I don't intend on having any employees, but my girlfriend and I are basically the owners/partners. I do most of the screen work and purchases of equipment/supplies and she handles any of the design work that I can't do. I am not a trained artist and can only create simple things in Photoshop and AI so she does the real sketches and line art.
We plan to do mostly online sales of our designs as well as offer Custom shirts to business in our area. I plan to market online as well as market to businesses via postcards and flyers in the mail. We won't have a store front and I'll be doing all of the work out of my house. 

I plan to register the company as Silk Screen Expressions. I looked online and see no businesses in NJ with that name. I am not sure if our shirt designs will be branded with a different name or not, but if that happens I could register the brand as a dba thing??

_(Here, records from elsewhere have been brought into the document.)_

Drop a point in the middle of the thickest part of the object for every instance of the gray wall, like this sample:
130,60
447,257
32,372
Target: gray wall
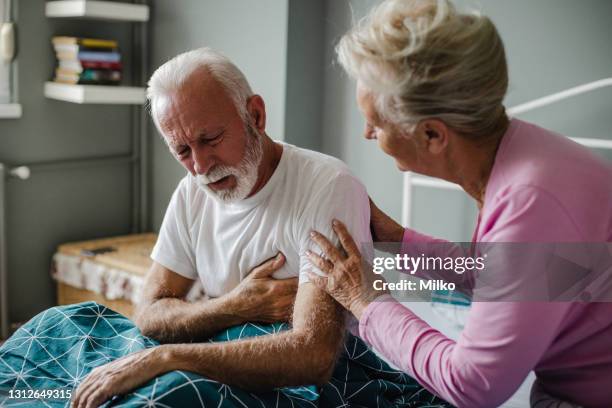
551,45
306,66
53,207
253,35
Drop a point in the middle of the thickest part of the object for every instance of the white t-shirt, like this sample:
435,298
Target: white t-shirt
219,243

Im wondering what I should file my business as. I'm not sure if I should do a general partnership or find a way to make me the owner and have her do freelance work. My income is our income anyway so I'm not sure if it is necessary to have her listed. I wouldn't have her as an employee.
I don't know much about LLC or LLP and I am not sure why I would need to be a corporation.

After I decide which way to go I plan to get all the necessary permits/licenses/ tax numbers/etc that will be required for my area. 
I'm just having trouble with getting it all started. 

I know that similar posts have been made, but I'm not sure if the answers are different for each business.
Any help or tips/suggestions/ critiques/ would be appreciated. Thank you in advance for your time.

-Scott Lewis
Silk Screen Expressions


----------



## Greatzky (Jan 28, 2009)

oh also,
Since I live in New Jersey I won't have to collect Sales tax for my apparel if sold to customers in NJ because NJ doesn't Tax clothing... I know i have to have all the specific permits/id #'s anyway, but I'm guessing that might make it a little easier than I thought Since I won't really be selling anything that is taxable in NJ.

-Scott Lewis


----------



## curiousity (Feb 15, 2009)

I would recommend:

http://www.sba.gov/

??????????????????????????? (score.org -> link works)

You should be able to set up a meeting to go over the set up of your business.

It's free! Or at least already paid for by your taxes... ;-)


----------